La suppression des régimes spéciaux pour les nouveaux entrants ne suffira pas

Autre élément du discours du Président de la République : supprimer les régimes spéciaux mais uniquement pour les nouveaux entrants. Les débats de 2019 sur la réforme des retraites ont montré que le système est trop complexe pour passer en une fois au régime universel et inconnu promis par le candidat Emmanuel Macron. Le projet de régime unique était sans doute séduisant pour ne stigmatiser aucun mais il a suscité beaucoup d'incompréhension et de rejet. Notamment de la part des indépendants qui ne comprenaient pas d'être soumis à une révolution eux qui avaient fait des efforts pour tenir leur régime à l'équilibre et même dégager des réserves.

Une réforme appliquée aux seuls nouveaux entrants signifie que l’ancien système devrait continuer à être géré jusqu’au dernier survivant (droit direct et réversion), soit plus de 70 ans pour effectuer une transition complète.

La réforme de 2019 avait d'ores et déjà convenu d'appliquer cette méthode dite du grand père à toutes les professions du secteur public.
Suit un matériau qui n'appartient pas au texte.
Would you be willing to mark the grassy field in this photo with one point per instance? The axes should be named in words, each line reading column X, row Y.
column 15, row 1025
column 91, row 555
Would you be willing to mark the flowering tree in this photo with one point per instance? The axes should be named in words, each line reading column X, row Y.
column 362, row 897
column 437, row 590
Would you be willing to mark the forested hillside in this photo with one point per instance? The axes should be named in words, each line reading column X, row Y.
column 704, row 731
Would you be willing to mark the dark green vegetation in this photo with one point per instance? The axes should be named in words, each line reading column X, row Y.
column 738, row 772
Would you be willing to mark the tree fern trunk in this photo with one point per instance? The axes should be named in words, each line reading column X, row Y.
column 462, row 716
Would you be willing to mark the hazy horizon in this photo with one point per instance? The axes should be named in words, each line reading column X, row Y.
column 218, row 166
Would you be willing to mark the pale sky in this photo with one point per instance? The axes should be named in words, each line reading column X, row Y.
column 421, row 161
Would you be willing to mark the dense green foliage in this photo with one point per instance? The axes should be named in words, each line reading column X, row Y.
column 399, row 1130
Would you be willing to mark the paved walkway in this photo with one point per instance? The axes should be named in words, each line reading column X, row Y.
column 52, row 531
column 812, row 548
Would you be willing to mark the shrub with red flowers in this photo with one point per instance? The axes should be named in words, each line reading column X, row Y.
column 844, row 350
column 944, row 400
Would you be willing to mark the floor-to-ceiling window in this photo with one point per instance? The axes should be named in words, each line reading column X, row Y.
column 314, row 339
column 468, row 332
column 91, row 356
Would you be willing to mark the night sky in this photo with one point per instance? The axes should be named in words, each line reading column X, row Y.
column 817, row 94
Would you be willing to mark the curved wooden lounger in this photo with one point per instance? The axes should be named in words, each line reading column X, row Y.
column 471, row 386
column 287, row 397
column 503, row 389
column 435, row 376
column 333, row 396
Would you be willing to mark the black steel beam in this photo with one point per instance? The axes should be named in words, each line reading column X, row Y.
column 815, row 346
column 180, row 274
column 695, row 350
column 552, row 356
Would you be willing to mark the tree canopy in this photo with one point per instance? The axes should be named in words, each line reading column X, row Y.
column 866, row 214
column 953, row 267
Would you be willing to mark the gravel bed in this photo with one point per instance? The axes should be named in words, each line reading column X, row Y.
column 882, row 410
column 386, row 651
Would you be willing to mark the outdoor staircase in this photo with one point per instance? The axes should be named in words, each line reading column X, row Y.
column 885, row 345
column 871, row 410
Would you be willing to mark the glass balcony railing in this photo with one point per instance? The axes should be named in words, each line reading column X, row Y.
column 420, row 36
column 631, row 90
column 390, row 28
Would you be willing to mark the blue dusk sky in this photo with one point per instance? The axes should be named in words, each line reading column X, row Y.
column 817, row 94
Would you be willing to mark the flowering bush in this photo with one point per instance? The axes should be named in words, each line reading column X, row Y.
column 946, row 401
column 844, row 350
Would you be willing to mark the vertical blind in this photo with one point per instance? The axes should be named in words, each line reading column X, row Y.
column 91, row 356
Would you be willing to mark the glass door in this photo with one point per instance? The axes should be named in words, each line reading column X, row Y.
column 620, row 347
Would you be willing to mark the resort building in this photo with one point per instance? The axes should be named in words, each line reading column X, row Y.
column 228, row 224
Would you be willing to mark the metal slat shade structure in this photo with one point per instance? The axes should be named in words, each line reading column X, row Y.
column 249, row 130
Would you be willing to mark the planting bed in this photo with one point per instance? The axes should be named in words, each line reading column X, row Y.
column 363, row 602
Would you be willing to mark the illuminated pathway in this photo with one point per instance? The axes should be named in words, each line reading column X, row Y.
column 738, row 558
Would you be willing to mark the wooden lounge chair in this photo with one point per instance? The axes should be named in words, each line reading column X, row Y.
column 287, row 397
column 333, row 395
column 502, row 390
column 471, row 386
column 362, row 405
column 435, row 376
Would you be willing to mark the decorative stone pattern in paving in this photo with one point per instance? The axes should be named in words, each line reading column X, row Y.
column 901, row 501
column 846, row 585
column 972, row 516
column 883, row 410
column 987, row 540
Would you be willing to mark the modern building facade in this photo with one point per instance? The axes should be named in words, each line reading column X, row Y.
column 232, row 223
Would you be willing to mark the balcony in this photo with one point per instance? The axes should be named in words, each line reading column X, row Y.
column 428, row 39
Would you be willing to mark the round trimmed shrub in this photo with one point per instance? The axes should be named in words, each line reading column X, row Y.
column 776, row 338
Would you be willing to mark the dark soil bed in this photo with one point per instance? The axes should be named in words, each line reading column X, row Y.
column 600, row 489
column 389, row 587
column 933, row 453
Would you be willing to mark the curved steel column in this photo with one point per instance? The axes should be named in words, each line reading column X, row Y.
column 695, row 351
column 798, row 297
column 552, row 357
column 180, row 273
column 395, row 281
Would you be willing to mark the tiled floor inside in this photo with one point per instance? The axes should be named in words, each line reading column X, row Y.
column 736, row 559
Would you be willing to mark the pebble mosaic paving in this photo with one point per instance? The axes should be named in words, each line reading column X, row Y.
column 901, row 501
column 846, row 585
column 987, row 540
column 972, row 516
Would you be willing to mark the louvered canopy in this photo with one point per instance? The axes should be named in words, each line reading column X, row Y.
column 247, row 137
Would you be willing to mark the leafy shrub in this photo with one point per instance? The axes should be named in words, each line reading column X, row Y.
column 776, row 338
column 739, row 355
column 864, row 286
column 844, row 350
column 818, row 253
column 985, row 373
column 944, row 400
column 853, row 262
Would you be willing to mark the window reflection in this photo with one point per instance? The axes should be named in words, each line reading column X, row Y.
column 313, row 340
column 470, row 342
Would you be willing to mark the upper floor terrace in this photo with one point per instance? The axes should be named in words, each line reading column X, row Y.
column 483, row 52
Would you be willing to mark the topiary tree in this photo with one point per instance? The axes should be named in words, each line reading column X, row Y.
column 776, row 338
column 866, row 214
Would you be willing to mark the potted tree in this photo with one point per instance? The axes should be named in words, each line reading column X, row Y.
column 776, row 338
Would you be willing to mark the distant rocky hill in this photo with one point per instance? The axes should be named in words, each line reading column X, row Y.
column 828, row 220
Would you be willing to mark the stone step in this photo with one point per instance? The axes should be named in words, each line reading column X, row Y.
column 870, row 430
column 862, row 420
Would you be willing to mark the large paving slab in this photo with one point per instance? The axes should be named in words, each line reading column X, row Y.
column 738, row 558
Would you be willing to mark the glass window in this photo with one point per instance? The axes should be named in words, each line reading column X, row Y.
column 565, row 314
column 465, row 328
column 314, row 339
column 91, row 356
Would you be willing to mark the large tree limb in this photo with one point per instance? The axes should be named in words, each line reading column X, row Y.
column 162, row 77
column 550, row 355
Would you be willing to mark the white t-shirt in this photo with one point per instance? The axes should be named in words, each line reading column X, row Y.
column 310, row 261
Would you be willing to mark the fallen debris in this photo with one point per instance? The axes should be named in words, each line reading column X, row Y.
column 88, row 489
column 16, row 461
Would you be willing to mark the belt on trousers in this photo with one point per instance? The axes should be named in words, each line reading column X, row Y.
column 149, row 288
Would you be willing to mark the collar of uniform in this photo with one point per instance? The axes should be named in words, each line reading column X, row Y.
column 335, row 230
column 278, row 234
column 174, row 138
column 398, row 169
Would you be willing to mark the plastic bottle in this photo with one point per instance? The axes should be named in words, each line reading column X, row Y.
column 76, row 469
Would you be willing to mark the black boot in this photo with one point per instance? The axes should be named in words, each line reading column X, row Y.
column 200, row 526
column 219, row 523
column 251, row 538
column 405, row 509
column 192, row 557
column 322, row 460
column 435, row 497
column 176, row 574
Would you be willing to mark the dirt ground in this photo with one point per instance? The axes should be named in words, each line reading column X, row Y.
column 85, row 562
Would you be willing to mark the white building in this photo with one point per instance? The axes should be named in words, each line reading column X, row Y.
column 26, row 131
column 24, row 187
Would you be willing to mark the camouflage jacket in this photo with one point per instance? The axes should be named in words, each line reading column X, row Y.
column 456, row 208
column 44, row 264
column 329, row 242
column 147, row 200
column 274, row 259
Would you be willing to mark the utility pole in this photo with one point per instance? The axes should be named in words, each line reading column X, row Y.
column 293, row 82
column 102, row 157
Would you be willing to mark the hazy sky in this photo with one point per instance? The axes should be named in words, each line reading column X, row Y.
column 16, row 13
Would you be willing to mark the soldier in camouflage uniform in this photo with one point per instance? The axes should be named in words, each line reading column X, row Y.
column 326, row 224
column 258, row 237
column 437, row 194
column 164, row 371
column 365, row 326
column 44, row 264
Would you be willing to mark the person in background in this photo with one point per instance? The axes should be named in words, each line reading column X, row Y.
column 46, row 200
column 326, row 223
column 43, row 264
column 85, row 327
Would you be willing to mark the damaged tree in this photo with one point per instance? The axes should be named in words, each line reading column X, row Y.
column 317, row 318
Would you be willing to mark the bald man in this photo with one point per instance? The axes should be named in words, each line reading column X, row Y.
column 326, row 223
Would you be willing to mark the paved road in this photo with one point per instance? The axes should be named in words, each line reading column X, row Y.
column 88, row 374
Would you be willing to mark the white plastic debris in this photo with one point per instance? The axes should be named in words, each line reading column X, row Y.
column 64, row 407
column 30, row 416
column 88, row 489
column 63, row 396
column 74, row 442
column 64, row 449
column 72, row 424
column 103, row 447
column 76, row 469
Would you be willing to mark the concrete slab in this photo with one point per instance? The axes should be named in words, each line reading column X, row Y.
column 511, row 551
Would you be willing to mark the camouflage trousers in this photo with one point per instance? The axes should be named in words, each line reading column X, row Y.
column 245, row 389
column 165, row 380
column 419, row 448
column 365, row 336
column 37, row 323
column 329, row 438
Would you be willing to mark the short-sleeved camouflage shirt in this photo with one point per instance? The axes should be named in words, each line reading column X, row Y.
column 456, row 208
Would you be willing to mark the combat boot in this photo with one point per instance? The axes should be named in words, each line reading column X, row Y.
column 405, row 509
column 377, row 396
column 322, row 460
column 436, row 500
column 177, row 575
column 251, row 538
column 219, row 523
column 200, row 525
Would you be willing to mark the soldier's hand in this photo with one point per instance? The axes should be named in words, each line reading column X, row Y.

Si cette proposition a pour avantage d'avoir déjà été appliquée (La Poste, France Telecom, Banques, etc.) et d'être simple à mettre en œuvre, elle serait aussi appréciée des partenaires sociaux et des responsables des caisses de retraite qui redoutent un big bang avec la création d'une caisse unique, autant pour des raisons de sécurité informatique des droits à instruire que pour la préservation de l'emploi et la paix sociale au sein de leurs caisses.

Mais soyons clairs : cette réforme ne procurera pas suffisamment d'économies et nécessite d'autant plus des mesures d'âge pour rétablir l'équilibre de notre système de retraite. Elle implique également de s'attaquer à tous les régimes spéciaux et en particulier au premier d'entre eux celui des fonctionnaires d'Etat, des collectivités locales et hospitalières.

Dans une étude parue en 2018, nous avions réalisé une simulation de l'application des règles de liquidation du secteur privé sur un échantillon robuste de carrières de la fonction publique d'Etat, en faisant le choix de ne pas prendre en compte les primes dans le calcul de la retraite. Le résultat était sans appel : la pension moyenne calculée selon les règles du privé serait inférieure de 21 % à celle obtenue avec le régime de la fonction publique. Un changement appliqué aux nouveaux retraités de la fonction publique (sans attendre les générations de nouveaux entrants, mais bien en commençant à mettre en œuvre cette disposition à court moyen terme) serait un signe d'équité et contribuerait à réduire les injustices entre de nombreuses règles qui divisent public et privé (majorations pour enfants, réversion, catégories actives, surcote, etc.) En appliquant ces règles aux 150 000 départs annuels dans la fonction publique (retraités de droit direct et de droit dérivé, pour les 3 fonctions publiques), on peut envisager environ 600 M€ d'économies, un chiffre qu'il faudrait majorer de 50% sans doute en revoyant un certain nombre de règles avantageuses pour la fonction publique. Un effort substantiel mais qui de toute façon doit s'accompagner de mesures d'âge qui profiteront à tout notre systèm social.

Quoi qu'il en soit, la réforme des retraites devra être la réforme n°1 de 2022. Le diagnostic est connu et les pistes sont claires. L'inaction nous aura conduit à avoir accumulé 35 milliards d'€ de dette supplémentaire pour nos régimes de retraitre enrte 2018 et 2022. Même si le Président a déclaré demander à Jean Castex de travailler avec les partenaires sociaux à la rentrée sur le sujet, ce qu'il faut maintenant, c'est agir.